Сжечь? Робин стал с воодушевлением убеждать ее в несомненной художественной ценности полотен, валявшихся в пыли среди банок и мешков с зерном. Чем горячее он протестовал, тем большее смущение отражалось на лице Джудит.
– Так, ерунда, – задыхаясь, выговорила она. – Я занималась этим в молодости, чтобы немного заработать, продавала в рестораны или лавки для туристов. Получала несколько долларов, но твой дед решил, что подобное занятие льстит самолюбию, а значит, питает гордыню. Пожалуй, так оно и есть. Невольно начинаешь считать себя выше других только потому, что умеешь водить кисточкой по холсту… Глупости. Я уже давно бросила.

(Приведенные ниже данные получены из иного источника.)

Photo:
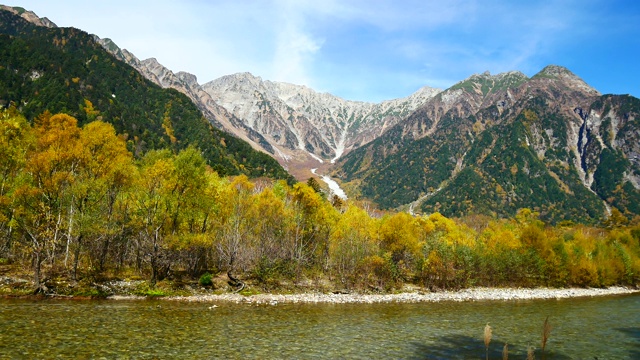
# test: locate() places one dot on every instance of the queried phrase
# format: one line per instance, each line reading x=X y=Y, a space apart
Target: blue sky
x=369 y=50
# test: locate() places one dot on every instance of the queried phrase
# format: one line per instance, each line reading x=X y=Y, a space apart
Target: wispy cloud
x=368 y=50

Поскольку Робин не унимался, Джудит сделала ему знак молчать и выбежала из сарая. Она пересекла двор, потрясенная и даже напуганная сценой, которая произошла. Десятилетний ребенок оценивал ее картины с уверенностью знатока, употребляя выражения искусствоведов, рассуждающих о живописи во время выставок или на страницах городских газет. В этом было что-то ненормальное. Никто никогда с ней так не говорил, даже ее муж Брукс. Одной минуты хватило, чтобы там, в глубине сарая, между ней и другим человеком образовалась тайная связь, нечто вроде сообщничества, чего прежде с ней никогда не случалось. Джудит охватил ужас перед этой неожиданно возникшей интимностью, которая ей казалось противоестественной, чуть ли не кровосмесительной. Несколько мгновений она чувствовала, что Робин близок ей, как никто другой. Такого не должно быть. Только не это.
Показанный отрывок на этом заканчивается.